Challenges and opportunities

Another of the panellist, Google Malaysia’s country head Marc Woo, highlighted three key challenges that are impacting Malaysia’s foray into the fourth industrial revolution. The first is accessibility – that is, the speed of the country’s connectivity and access to the Internet and services.

The second challenge is in empowering small and medium enterprises (SMEs) – which form 98.5% of the country’s business establishments – to embrace the fourth industrial revolution and to provide them the toolsets and platform to drive it.

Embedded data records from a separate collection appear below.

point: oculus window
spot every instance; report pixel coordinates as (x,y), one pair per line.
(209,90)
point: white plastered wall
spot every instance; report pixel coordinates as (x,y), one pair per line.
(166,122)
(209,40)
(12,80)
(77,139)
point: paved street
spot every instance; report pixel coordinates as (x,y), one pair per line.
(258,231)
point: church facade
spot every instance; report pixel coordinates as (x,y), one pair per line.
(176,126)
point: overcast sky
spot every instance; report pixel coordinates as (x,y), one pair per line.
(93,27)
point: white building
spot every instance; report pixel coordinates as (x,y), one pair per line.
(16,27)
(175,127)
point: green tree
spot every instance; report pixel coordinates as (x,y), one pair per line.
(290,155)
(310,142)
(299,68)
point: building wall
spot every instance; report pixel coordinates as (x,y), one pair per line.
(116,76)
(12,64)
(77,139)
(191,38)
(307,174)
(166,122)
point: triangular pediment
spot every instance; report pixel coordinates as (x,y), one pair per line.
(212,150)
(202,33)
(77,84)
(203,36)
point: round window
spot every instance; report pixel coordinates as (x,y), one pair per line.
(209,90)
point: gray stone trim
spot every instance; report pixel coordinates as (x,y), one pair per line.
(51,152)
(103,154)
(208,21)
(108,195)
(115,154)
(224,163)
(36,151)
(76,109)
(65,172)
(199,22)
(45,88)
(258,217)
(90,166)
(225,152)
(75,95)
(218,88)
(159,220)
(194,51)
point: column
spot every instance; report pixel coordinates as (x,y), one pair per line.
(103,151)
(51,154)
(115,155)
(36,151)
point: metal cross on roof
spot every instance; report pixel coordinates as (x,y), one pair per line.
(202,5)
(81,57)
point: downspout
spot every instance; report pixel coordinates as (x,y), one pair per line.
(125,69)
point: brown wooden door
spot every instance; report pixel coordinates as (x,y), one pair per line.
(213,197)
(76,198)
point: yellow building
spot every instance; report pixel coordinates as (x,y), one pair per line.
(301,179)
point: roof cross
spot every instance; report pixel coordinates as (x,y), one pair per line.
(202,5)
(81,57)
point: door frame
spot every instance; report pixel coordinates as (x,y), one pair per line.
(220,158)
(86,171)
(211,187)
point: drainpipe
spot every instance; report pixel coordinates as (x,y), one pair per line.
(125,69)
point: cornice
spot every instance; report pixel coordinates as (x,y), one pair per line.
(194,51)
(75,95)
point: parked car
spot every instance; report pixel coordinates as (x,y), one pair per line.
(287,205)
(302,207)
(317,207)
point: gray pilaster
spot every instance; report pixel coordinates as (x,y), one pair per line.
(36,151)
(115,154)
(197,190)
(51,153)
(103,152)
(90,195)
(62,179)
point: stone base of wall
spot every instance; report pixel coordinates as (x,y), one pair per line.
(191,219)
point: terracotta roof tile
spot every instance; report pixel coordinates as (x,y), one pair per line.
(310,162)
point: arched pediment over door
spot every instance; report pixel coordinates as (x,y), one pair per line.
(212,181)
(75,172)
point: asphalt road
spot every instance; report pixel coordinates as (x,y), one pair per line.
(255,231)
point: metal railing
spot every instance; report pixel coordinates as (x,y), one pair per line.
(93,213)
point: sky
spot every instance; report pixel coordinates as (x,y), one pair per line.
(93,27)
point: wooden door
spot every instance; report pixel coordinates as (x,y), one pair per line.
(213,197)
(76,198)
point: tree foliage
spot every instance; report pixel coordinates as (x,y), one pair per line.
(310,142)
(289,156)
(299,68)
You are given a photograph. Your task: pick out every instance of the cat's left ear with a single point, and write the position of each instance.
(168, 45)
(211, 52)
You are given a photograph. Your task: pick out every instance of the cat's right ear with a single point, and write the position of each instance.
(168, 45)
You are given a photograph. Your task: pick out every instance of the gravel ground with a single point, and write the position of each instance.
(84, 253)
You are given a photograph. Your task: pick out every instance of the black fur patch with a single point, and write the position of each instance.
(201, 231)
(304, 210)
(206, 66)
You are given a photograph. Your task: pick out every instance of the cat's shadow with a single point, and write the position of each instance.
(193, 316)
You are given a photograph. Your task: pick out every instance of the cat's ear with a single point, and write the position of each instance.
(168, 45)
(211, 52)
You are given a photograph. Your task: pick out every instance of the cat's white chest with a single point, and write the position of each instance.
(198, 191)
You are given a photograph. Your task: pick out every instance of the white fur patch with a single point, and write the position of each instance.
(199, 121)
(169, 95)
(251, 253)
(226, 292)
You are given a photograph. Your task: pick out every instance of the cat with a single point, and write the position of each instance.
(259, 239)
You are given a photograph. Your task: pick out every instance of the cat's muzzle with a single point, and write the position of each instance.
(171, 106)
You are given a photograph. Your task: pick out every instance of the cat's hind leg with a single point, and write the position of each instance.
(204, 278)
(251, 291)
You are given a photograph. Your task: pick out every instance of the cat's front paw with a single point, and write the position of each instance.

Lastly, Woo expresses a wish that Malaysia can produce more “unicorns”– referring to startups with valuations at US$1 billion – at a higher rate. “China produces one unicorn every four days. I believe Malaysia, through harnessing the power of Asean, could produce multiple unicorns in a year,” he says.

Panelist Ng Wan Peng, who is COO of Malaysia Digital Economy Corporation (MDEC), notes another priority to address: Talent. “For Malaysia to really take advantage of IR4.0, we need to have people trained as a user as well as at the developer level,” she says.

“If you are not aware of what Industrial Revolution 4.0 is about and how it impacts your work, your business will not be able to take full advantage of it.”